WP Engine Chief Financial Officer April Downing

Last summer, WP Engine moved out of Capital Factory and into 15,000 square feet at 504 Lavaca in downtown Austin. At the time, WP Engine had 50 employees; it has tripled in size since then and hired several key executives including Downing. WP Engine also hired Heather Brunner, who became CEO last October. Previously, Brunner served as COO of Bazaar Voice. Jason Cohen, who founded the company with Ben Metcalfe, now serves as Chief Technology Officer.

WP Engine also raised $15 million in venture funding in January, bringing its total investment to $16.2 million. That money has helped fuel the company’s expansion and fast growth.

Last week, WP Engine held a meet and greet recruiting event at the Peal Brewery and more than 50 people attended. The company got some great potential job candidates out of the event, but they also enjoyed meeting community members, Downing said.

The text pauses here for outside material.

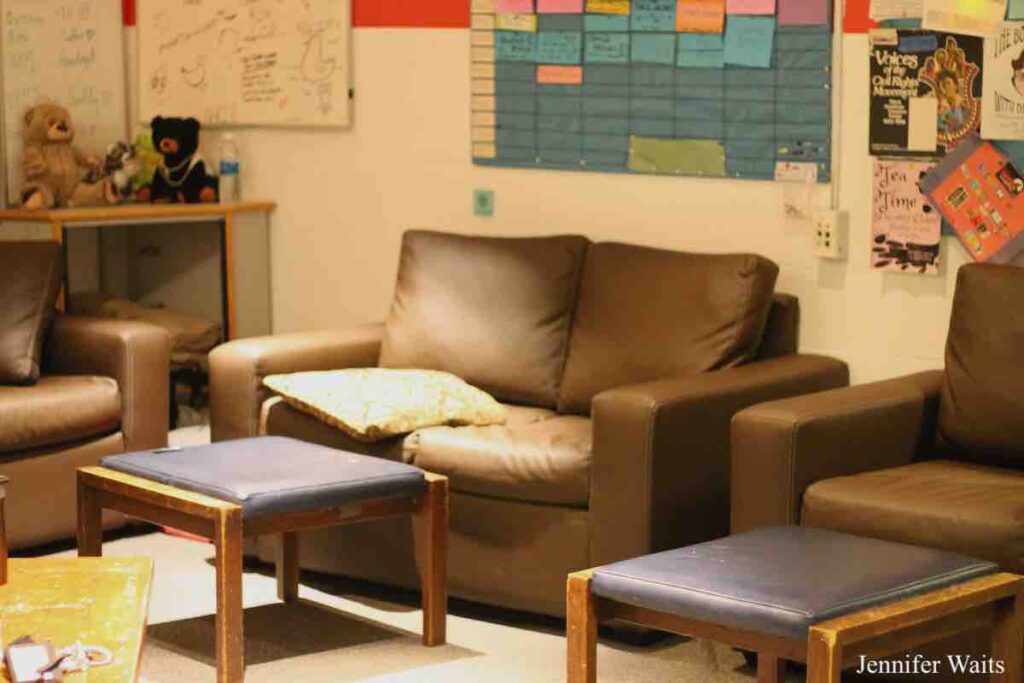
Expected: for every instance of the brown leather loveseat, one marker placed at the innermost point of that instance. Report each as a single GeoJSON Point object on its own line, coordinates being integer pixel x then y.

“Our event last week was amazing,” Downing said. It proved the company’s decision to move to San Antonio was the right one, she said.

“It was a neat community embrace that we got,” Downing said.

WP Engine has had quite a few transplants from San Antonio who moved up to Austin to work at the company, she said. It also has a few who still commute daily, she said. The San Antonio office will allow those people to work closer to their home. A few people from the Austin office also want to move to San Antonio, she said.

San Antonio reminds Downing, who has lived in Austin for 15 years, of the early days of Austin’s high tech industry.

“There’s a lot of investment being made in San Antonio around technology,” Downing said. “Fifteen years ago that wasn’t the case.”

Rackspace has served as a major catalyst for San Antonio’s technology industry. And it’s producing a lot of technology talent.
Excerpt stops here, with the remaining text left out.